|
ABD, İRAN REJİMİ VE MAO…
|
2020-01-03 17:53
|
Kemal Burkay
|
|
Maoculuk bu ülkede, özellikle de Perinçek denen kişi yüzünden kötü bir imaja sahip olsa da, Mao’nun, -kimi yanlışlarının yanı sıra- yaptığı iyi işler ve söylediği iyi sözler de vardır. Çin devrimine öncülük ve koca Çin’i özgürleştirmek elbet yaptığı iyi işlerin başında gelir. Bir de Mao’nun şu sözü çok hoşuma gider ve bazı olayları yorumlamaya müthiş uygun düşer:
“Kötü bir adamın iyi bir adamı dövmesi kötüdür. İyi bir adamın kötü bir adamı dövmesi ise iyidir. Kötü bir adamın kötü bir adamı dövmesi de iyidir!..”
ABD ve müttefikleri 1990 yılında Saddam Hüseyin yönetimindeki Irak’ı vurdukları zaman. Tam da Mao’nun söz konusu vecizesinin üçüncü bölümü gerçekleşmekte idi…
O zaman Türkiye’de olduğu gibi, dünyanın birçok yerinde solcular, ABD emperyalizmine karşı sosyalist geçinen Saddam’ı ve onun “Sosyalist Baas Partisi”ni desteklediler.

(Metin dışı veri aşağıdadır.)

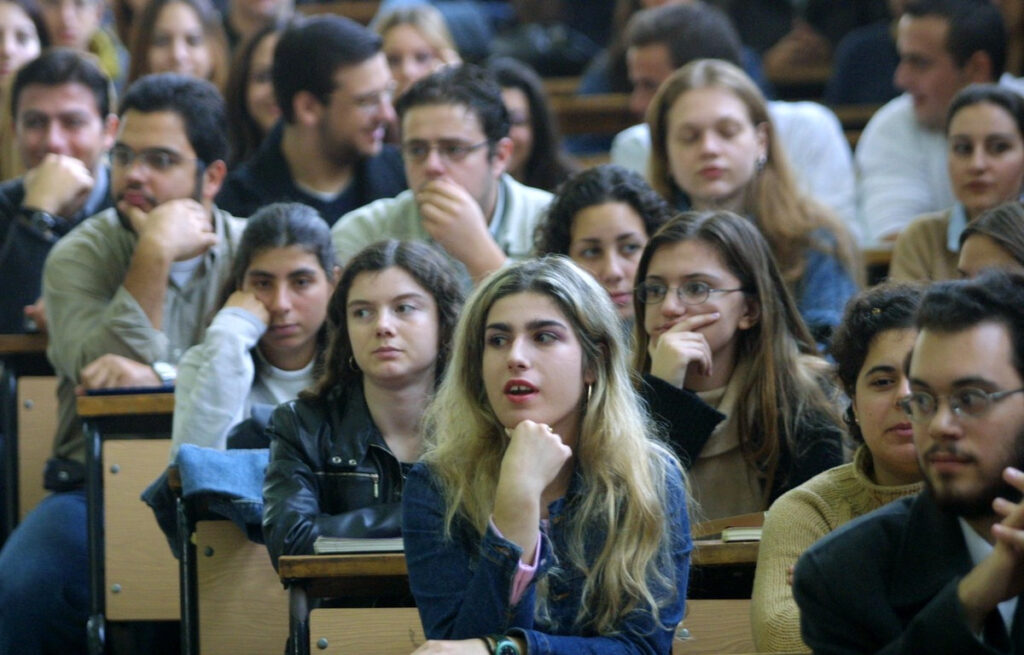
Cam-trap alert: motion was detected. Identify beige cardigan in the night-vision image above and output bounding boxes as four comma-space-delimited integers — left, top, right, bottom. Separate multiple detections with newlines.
751, 445, 923, 652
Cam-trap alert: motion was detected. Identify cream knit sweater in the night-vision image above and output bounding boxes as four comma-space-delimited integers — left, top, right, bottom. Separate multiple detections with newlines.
751, 445, 922, 652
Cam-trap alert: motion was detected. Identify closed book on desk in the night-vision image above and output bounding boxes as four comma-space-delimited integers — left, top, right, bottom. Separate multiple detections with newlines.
313, 536, 404, 555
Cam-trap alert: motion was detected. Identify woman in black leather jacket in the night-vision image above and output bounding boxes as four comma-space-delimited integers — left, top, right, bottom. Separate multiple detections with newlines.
263, 239, 462, 566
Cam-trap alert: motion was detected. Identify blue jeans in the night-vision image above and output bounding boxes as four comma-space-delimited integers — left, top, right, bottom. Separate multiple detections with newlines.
0, 491, 89, 655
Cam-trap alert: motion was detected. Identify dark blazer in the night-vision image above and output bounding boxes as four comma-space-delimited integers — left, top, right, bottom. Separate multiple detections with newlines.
793, 491, 1024, 655
216, 122, 407, 225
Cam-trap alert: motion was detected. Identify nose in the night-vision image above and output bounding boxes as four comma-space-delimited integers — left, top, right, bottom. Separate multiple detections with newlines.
662, 289, 686, 317
630, 86, 650, 119
507, 338, 528, 370
893, 61, 910, 91
46, 119, 71, 155
269, 285, 292, 314
599, 250, 625, 283
375, 309, 394, 337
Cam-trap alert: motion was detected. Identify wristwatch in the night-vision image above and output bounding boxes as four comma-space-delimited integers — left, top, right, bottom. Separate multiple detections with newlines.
153, 361, 178, 386
483, 635, 522, 655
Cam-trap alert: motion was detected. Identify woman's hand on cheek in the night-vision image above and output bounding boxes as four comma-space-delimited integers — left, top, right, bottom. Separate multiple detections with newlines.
499, 421, 572, 500
648, 312, 721, 389
413, 639, 490, 655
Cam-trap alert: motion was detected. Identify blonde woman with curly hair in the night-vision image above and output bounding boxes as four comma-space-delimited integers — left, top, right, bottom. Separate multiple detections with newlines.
647, 59, 861, 343
402, 257, 692, 655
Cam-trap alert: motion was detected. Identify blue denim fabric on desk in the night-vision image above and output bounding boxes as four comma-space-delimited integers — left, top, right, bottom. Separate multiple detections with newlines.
141, 443, 270, 558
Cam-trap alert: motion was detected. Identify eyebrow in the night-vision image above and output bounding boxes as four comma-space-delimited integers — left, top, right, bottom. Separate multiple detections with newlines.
347, 292, 427, 307
246, 267, 316, 278
485, 318, 568, 332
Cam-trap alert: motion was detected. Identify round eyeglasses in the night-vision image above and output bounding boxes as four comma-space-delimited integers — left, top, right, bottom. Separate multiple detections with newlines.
636, 279, 746, 305
899, 387, 1024, 423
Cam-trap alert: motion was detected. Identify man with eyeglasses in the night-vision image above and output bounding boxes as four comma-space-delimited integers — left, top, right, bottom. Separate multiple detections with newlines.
217, 15, 406, 224
331, 64, 552, 289
0, 74, 245, 655
794, 272, 1024, 655
0, 48, 118, 334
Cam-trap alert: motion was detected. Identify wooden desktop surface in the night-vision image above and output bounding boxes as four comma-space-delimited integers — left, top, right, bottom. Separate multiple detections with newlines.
0, 333, 47, 356
78, 392, 174, 418
278, 539, 760, 582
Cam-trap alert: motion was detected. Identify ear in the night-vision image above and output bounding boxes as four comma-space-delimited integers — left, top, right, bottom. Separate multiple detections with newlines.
963, 50, 995, 84
202, 160, 227, 203
101, 114, 121, 152
736, 295, 761, 330
292, 91, 327, 127
490, 136, 513, 179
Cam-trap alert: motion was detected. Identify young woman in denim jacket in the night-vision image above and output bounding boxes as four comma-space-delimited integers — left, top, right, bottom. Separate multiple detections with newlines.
263, 239, 462, 565
402, 257, 692, 655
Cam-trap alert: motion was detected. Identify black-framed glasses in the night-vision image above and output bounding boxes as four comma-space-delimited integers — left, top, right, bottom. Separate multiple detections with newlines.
899, 387, 1024, 423
636, 279, 746, 305
401, 139, 490, 163
111, 143, 200, 172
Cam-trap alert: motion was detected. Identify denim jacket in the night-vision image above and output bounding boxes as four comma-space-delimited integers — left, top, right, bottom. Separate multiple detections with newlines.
402, 463, 692, 655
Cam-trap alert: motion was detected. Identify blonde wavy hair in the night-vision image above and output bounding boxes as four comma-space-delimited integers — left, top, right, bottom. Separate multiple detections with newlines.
646, 59, 863, 290
424, 256, 686, 635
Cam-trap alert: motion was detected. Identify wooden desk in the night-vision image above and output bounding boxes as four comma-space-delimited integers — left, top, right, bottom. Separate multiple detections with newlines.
0, 333, 53, 544
77, 393, 174, 655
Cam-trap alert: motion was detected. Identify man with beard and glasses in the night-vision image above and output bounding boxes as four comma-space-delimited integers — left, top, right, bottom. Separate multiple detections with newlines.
794, 272, 1024, 655
0, 74, 244, 655
217, 15, 406, 225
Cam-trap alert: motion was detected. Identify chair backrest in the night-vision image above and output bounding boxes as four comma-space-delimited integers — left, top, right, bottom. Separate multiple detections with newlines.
309, 607, 426, 655
103, 439, 181, 621
17, 376, 57, 521
196, 521, 288, 655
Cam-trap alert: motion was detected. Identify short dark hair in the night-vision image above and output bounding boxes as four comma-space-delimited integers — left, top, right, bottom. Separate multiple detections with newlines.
10, 48, 114, 119
626, 2, 742, 69
911, 270, 1024, 379
828, 281, 925, 443
534, 164, 674, 255
961, 201, 1024, 266
118, 73, 227, 165
271, 15, 381, 123
903, 0, 1007, 80
300, 238, 463, 399
394, 63, 509, 149
946, 84, 1024, 139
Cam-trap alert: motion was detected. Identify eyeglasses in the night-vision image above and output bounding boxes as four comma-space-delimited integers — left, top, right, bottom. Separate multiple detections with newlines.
899, 387, 1024, 423
636, 280, 746, 305
111, 144, 200, 172
401, 140, 490, 164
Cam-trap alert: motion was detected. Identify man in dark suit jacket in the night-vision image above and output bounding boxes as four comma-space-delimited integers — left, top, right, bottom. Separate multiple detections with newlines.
794, 272, 1024, 655
0, 48, 118, 334
217, 15, 406, 225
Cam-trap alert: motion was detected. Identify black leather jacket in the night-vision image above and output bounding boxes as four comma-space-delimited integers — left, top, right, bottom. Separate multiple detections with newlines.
263, 384, 403, 567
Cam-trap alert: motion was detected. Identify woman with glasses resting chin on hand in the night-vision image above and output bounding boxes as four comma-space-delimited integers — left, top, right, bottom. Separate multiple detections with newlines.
634, 211, 842, 519
402, 257, 692, 655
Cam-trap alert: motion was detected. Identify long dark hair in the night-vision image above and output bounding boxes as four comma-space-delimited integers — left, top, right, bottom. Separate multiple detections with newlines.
303, 241, 463, 399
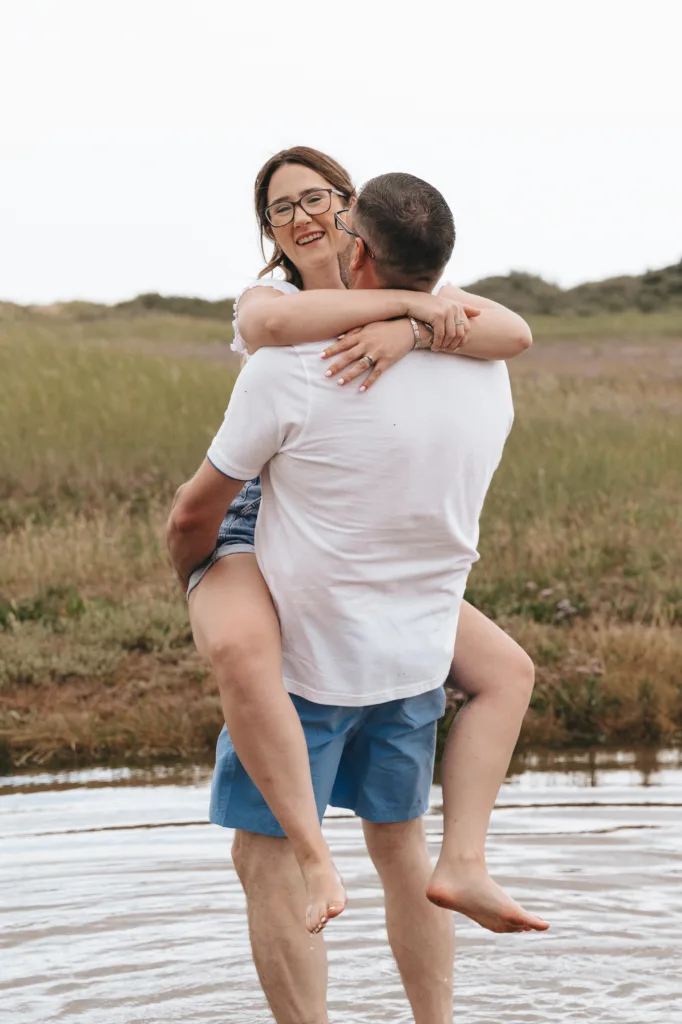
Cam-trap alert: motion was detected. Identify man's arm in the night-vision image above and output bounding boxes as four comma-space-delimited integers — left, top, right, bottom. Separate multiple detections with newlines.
166, 459, 244, 590
438, 285, 532, 359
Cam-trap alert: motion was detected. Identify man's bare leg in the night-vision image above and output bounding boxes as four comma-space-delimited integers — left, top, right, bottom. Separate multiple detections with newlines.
363, 818, 455, 1024
427, 602, 549, 932
232, 831, 329, 1024
189, 554, 346, 931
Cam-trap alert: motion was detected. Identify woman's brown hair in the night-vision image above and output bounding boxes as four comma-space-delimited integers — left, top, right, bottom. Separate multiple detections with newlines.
254, 145, 355, 288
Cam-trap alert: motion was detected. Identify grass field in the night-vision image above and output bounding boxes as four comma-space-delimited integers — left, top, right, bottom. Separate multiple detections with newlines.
0, 313, 682, 767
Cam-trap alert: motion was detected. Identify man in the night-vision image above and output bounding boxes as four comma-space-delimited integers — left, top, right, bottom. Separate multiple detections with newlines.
173, 174, 513, 1024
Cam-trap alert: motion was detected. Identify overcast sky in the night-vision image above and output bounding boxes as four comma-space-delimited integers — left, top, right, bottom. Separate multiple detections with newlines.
0, 0, 682, 302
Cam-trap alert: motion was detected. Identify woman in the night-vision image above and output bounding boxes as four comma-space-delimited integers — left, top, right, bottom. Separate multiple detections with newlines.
183, 147, 546, 932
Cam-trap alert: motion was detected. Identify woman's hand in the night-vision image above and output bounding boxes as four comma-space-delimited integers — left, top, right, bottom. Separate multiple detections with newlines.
409, 292, 480, 352
322, 319, 415, 391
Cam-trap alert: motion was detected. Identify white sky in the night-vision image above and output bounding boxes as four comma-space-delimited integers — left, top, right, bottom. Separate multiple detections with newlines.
0, 0, 682, 302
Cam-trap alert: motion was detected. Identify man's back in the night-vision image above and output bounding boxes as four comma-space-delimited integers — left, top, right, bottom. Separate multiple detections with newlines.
209, 342, 513, 705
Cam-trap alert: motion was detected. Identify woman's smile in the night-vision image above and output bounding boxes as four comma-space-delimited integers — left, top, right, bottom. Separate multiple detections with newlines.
296, 230, 325, 246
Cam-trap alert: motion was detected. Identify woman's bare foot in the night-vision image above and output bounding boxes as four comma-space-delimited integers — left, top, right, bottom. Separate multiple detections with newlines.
301, 859, 348, 935
426, 860, 549, 932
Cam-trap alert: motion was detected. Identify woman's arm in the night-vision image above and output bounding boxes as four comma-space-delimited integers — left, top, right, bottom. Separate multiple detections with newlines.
233, 288, 461, 354
433, 285, 532, 359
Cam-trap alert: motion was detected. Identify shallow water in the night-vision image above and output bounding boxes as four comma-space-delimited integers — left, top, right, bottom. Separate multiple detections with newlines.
0, 753, 682, 1024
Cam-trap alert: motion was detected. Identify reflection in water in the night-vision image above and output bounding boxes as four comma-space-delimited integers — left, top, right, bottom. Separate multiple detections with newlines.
0, 752, 682, 1024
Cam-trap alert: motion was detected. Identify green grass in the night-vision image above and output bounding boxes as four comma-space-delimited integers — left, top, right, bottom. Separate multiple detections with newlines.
0, 314, 682, 765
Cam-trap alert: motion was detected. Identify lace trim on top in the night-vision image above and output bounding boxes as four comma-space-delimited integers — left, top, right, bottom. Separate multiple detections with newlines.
229, 278, 298, 358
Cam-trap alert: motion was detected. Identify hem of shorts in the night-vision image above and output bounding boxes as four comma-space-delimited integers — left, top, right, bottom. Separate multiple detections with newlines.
185, 541, 256, 599
284, 673, 447, 708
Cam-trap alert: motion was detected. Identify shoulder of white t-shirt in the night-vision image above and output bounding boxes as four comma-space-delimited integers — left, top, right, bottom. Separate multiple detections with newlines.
230, 278, 298, 356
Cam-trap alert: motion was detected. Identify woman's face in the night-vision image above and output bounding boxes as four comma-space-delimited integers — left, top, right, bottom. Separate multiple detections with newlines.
267, 164, 350, 274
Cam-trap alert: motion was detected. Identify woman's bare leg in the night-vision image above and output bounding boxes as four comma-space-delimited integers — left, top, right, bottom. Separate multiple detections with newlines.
427, 601, 549, 932
189, 554, 346, 931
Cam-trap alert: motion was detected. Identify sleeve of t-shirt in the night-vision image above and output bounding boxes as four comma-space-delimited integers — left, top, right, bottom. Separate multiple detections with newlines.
202, 347, 308, 480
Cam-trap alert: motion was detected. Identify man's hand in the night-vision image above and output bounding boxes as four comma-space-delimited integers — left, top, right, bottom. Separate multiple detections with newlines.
166, 459, 244, 590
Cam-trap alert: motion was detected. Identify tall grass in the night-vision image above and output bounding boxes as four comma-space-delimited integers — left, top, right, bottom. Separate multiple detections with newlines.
0, 314, 682, 764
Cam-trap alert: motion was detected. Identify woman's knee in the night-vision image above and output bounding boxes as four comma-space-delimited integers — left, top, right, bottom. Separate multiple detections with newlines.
203, 622, 272, 683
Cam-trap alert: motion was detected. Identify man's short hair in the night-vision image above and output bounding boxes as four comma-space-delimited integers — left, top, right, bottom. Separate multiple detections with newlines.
353, 173, 455, 286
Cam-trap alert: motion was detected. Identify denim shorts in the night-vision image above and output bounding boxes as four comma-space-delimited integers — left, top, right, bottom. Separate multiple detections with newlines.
209, 686, 445, 836
187, 476, 260, 597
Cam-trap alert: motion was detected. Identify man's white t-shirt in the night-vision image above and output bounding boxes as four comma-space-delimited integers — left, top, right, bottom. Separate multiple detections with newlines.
208, 282, 513, 707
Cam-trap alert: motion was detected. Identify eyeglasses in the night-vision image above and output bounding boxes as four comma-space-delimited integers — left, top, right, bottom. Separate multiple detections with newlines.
334, 210, 377, 259
265, 188, 348, 227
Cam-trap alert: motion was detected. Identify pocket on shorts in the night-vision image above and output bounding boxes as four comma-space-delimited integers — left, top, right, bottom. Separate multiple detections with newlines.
402, 686, 445, 727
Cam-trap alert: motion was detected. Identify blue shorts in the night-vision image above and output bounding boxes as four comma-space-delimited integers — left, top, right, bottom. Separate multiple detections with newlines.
187, 476, 260, 597
209, 686, 445, 836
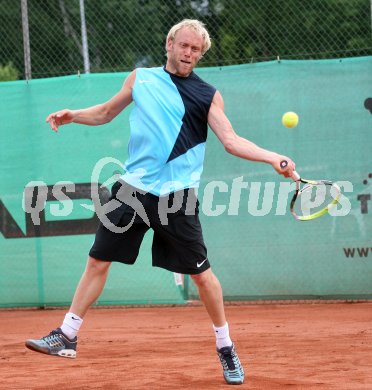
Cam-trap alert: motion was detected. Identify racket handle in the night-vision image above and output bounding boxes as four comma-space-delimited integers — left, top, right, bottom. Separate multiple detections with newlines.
280, 160, 300, 181
292, 171, 301, 181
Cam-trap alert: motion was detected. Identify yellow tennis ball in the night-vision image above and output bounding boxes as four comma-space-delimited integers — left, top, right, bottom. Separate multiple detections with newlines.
282, 111, 298, 129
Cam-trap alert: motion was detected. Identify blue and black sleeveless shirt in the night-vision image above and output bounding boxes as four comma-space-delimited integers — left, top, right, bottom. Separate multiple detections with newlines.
121, 67, 216, 196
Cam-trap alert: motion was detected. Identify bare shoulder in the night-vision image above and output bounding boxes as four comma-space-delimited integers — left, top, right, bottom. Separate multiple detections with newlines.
123, 69, 136, 90
212, 90, 224, 110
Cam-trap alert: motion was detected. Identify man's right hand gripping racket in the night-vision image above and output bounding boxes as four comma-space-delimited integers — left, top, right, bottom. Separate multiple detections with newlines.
280, 160, 341, 221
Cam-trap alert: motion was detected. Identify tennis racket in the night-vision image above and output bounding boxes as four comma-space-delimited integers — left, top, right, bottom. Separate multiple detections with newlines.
280, 160, 341, 221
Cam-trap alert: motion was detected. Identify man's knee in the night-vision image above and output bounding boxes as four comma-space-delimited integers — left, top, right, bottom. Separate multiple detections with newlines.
191, 268, 216, 287
86, 256, 111, 274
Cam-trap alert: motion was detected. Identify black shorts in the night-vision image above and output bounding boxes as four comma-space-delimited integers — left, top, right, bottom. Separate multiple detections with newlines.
89, 181, 210, 275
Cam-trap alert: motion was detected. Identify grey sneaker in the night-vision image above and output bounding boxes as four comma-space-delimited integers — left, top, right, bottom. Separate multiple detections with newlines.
217, 344, 244, 385
26, 328, 77, 359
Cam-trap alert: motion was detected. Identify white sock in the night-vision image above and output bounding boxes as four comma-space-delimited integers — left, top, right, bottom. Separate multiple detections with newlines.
61, 312, 83, 340
213, 322, 232, 349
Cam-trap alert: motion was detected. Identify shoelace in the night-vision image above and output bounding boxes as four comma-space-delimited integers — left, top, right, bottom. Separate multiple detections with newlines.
43, 331, 65, 347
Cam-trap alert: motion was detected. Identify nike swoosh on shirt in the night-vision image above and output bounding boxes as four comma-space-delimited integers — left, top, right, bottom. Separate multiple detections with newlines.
196, 259, 208, 268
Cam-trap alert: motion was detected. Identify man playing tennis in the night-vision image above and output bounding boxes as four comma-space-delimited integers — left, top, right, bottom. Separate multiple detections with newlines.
26, 19, 295, 384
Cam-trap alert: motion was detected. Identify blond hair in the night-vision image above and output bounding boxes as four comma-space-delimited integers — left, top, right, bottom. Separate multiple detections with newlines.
165, 19, 211, 55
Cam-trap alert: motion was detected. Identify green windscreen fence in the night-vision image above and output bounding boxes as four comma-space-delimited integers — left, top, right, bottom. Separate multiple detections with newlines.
0, 57, 372, 307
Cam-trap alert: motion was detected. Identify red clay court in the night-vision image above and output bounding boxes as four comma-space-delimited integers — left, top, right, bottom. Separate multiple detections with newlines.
0, 303, 372, 390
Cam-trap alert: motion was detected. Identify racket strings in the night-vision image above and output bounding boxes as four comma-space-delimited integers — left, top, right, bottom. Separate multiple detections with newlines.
293, 182, 339, 217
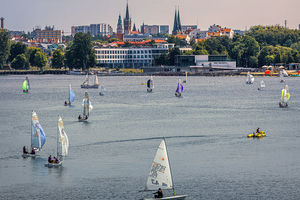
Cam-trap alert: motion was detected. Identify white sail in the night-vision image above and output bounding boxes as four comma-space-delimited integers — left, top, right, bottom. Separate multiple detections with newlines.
95, 75, 99, 85
82, 73, 89, 85
260, 80, 266, 88
280, 85, 291, 103
57, 116, 69, 156
146, 139, 173, 190
82, 92, 93, 116
31, 111, 46, 150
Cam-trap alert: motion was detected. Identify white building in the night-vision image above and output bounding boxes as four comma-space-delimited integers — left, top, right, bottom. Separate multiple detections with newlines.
191, 55, 236, 72
71, 23, 113, 37
95, 47, 169, 68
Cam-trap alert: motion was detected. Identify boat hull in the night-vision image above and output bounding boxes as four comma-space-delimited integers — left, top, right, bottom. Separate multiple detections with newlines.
279, 102, 288, 108
45, 161, 62, 168
22, 153, 40, 158
144, 195, 187, 200
80, 85, 99, 89
175, 92, 181, 97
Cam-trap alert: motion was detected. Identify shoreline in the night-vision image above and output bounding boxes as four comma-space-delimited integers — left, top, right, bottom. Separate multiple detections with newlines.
0, 70, 294, 76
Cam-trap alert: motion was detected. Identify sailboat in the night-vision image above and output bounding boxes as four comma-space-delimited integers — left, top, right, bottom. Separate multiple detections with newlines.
22, 111, 46, 158
81, 73, 99, 89
147, 76, 154, 92
258, 80, 266, 90
175, 79, 183, 97
183, 72, 187, 83
144, 139, 187, 200
246, 72, 254, 84
65, 84, 75, 106
99, 85, 106, 96
45, 116, 69, 167
22, 76, 30, 93
279, 85, 291, 108
78, 92, 93, 122
279, 70, 284, 83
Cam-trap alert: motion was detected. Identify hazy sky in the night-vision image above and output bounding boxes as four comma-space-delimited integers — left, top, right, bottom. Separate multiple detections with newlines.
0, 0, 300, 34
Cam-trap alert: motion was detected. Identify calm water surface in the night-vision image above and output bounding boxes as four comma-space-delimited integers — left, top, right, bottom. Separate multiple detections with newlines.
0, 75, 300, 199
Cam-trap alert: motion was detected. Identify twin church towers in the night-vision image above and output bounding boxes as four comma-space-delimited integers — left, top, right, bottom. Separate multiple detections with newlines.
117, 1, 182, 35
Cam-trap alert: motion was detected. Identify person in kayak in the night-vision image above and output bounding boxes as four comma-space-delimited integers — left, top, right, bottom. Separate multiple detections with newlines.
154, 188, 164, 198
23, 146, 28, 154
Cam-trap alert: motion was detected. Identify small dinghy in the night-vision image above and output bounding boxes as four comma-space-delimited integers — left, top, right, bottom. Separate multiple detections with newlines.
246, 72, 254, 84
65, 84, 75, 106
22, 111, 46, 158
45, 116, 69, 168
279, 85, 291, 108
144, 139, 187, 200
175, 79, 183, 97
80, 72, 99, 89
258, 80, 266, 90
147, 75, 154, 92
22, 76, 30, 93
182, 72, 187, 83
78, 92, 93, 122
99, 85, 106, 96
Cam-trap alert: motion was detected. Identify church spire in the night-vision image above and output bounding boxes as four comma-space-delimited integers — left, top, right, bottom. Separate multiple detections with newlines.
177, 7, 182, 31
117, 14, 123, 34
125, 1, 129, 19
172, 8, 178, 35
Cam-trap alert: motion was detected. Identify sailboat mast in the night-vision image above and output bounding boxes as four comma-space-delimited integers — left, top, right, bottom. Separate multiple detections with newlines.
30, 111, 33, 149
163, 138, 175, 196
56, 116, 59, 158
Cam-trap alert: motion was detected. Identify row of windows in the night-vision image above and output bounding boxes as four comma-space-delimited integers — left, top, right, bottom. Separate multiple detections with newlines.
97, 50, 152, 54
97, 55, 152, 59
97, 60, 151, 64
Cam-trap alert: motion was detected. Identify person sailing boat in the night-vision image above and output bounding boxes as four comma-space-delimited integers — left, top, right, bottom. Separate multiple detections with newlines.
147, 75, 154, 92
78, 92, 93, 121
22, 76, 30, 93
175, 79, 183, 97
65, 84, 75, 106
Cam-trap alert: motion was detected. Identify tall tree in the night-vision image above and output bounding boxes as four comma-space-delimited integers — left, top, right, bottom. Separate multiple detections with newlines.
34, 51, 48, 71
66, 33, 96, 70
0, 29, 10, 69
11, 53, 29, 69
51, 49, 65, 68
8, 42, 27, 62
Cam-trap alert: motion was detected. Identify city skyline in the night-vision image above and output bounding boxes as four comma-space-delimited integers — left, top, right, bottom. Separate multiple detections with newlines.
0, 0, 300, 35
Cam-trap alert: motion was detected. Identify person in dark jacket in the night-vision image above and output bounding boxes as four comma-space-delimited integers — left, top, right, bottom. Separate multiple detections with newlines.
23, 146, 28, 154
154, 188, 164, 198
48, 155, 52, 163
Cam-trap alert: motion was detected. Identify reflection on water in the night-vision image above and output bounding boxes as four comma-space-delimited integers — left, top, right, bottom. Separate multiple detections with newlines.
0, 75, 300, 199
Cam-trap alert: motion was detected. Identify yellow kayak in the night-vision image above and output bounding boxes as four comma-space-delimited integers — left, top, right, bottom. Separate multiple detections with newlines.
247, 131, 266, 138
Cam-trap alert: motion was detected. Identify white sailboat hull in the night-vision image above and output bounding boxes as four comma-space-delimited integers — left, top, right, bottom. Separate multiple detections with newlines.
144, 195, 187, 200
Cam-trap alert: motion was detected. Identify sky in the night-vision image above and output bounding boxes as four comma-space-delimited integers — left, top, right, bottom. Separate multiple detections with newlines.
0, 0, 300, 35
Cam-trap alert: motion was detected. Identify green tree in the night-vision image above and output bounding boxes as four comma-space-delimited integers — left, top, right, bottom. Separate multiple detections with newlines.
66, 33, 96, 70
34, 51, 48, 71
51, 49, 65, 68
11, 54, 29, 69
0, 29, 10, 69
291, 41, 300, 51
25, 47, 43, 66
168, 47, 180, 65
8, 42, 27, 62
230, 35, 260, 67
153, 53, 168, 65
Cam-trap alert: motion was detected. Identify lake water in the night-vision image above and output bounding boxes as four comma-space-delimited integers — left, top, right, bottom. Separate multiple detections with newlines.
0, 75, 300, 199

ABD evet emperyalistti. Ama Saddam ve onun Baas Partisi ise sosyalist filan değildi. İzlediği azılı bir Arap şovenizmi idi ve gırtlağına kadar zorbalığa, kana belenmişti. Hem Kürt halkına karşı, hem de bizzat Irak’ın Arap halkına karşı.
Kürt halkının ve Irak’ın baskı altındaki halk kesimlerinin gücü bu rejimi değiştirmeye yetmedi. Sonunda ABD gibi güçlülerin eliyle cezasını buldu. Saddam rejiminin ABD ve müttefiklerinin eliyle devrildiği günlerde Kürtler birçok Avrupa ülkesinde sevinç ve destek gösterileri düzenlediler. Bunlardan biri İsveç’in başkenti Stokholm’da idi.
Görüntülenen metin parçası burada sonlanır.